Each group is also asked to make a banner representing both itself and the congress’s theme.

Two awards will be presented on Saturday afternoon, March 17.

The “Special Achievement Awards” will be given by the diocese to parishes whose youth “have provided an outstanding service or made a significant achievement in response to the Gospel message.”

With the “For God and Youth” award, the diocese recognizes outstanding adults who have engaged in youth ministry over a long period of time.

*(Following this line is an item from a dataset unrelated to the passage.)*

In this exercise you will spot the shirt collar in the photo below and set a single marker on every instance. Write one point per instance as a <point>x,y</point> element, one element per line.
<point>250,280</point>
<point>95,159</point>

This year’s workshops include:

• Maggie Richards, youth minister for St. Francis Xavier Parish and Manito Methodist Church, will speak on “Assessing Your Youth Group.”
• Jim Robinson, youth minister at St. Mary Parish, Moscow, Idaho: “Down with Papa Smurf!” discussing the way the occult has subtly and not-so-subtly permeated popular culture.
• Father Paul Wood, formerly of Brooklyn, N.Y., and now pastor in Dayton, Wash.: “How to Love” – how to love, how to show love, how to accept love.
• Stan Baycroft, a psychologist with Central Valley school district, will speak on “Suicide: It’s Preventable.”
• Ron Heib, originally from Seattle and now a junior at Washington State University majoring in Personnel and Human Resources, talks about life after high school: “What? No More Youth Group?”
• Marilyn Underwood, a graduate in education from Whitworth College, she now is a counselor at North Central High School. She will lead the discussion: “How to Live with Loss,” explaining the steps necessary to deal with the loss of a loved one and ways to go on with life.
• Mike Danielson, keynote speaker, and Annie Trunkel. Trunkel is youth minister at St. Mary Parish in the Spokane Valley. Discussion on sex and sexuality: “Does Sex Have to Be R-Rated?”
• Jeff Hodges, youth minister at Holy Family Parish in Clarkston, Wash., will discuss “The Media: Hero or Villain?” focusing on the various aspects of the communication media and what they teach of us. Hodges is a former television journalist and news anchor.
• The “Parent Panel” will be a question-and-answer session with “real, live parents of today’s teens.”
• Nancy Sweeney, a former teacher and social worker now involved with teenage parents, will moderate a panel discussion: “Teen Parent Panel” involves teenage parents, ages 15-21, who are part of the Care Project for Pregnant and Parenting Teens.
• Kris Lindeblad, a teacher at Shadle Park High School for 16 years, a member of the Wellness Team at Shadle Park, and trainer for intervention specialists working with teens involved in drugs and alcohol. A teen’s guide to handling stress will be the main theme of “These are the Best Years of Your Life?”
• Father Michael Venneri, pastor of St. Rose of Lima Parish, Cheney, will talk about his experiences during his three pilgrimages to Yugoslavia in “Medjugorje: Fact or Fiction?”
• Anna Scally, keynote speaker. A workshop for just the adults, titled: “Jesus in the Modern World?” The workshop will deal with ways of living and teaching Gospel values in today’s anti-Christian/non-Christian society.
• Father Steve Dublinski, associate pastor of St. Charles Parish, will talk on “Radical Freedom in an Enslaved World: Prayer” – how prayer is a means to freedom, and prayer for young adults.
• Father Heliodoro Lucatero, born in Mexico, is associate pastor of St. Patrick Parish in Pasco. He will explain the significance of the quinceñeras ceremony among Hispanics.
• (No facilitator announced by press time.) “Developing Relationships” will examine the hows and whys of strong interpersonal relationships which support rather than destroy.
• Rusty Nelson, a veteran army officer, broadcaster and now director of Spokane’s Peace and Justice Action League, will talk on the goals and methods of “Veterans for Peace” as the organization’s members seek to abolish war.
• Merilee Roloff and Carol Phillips, directors of Spokane’s Crosswalk program, which deals with street kids on a daily basis. “Homeless Youth” will examine where homeless teens are coming from, how they differ, and the types of personalities who might join their ranks.
• Panel discussion: “When You Abuse, All Lose,” a discussion by recovering alcohol and drug abuse addicts, sharing their painful journey back to recovery and the impact their recovery has had on their families.

(Father Caswell is archivist for the Inland Register, and a frequent contributor to this publication.)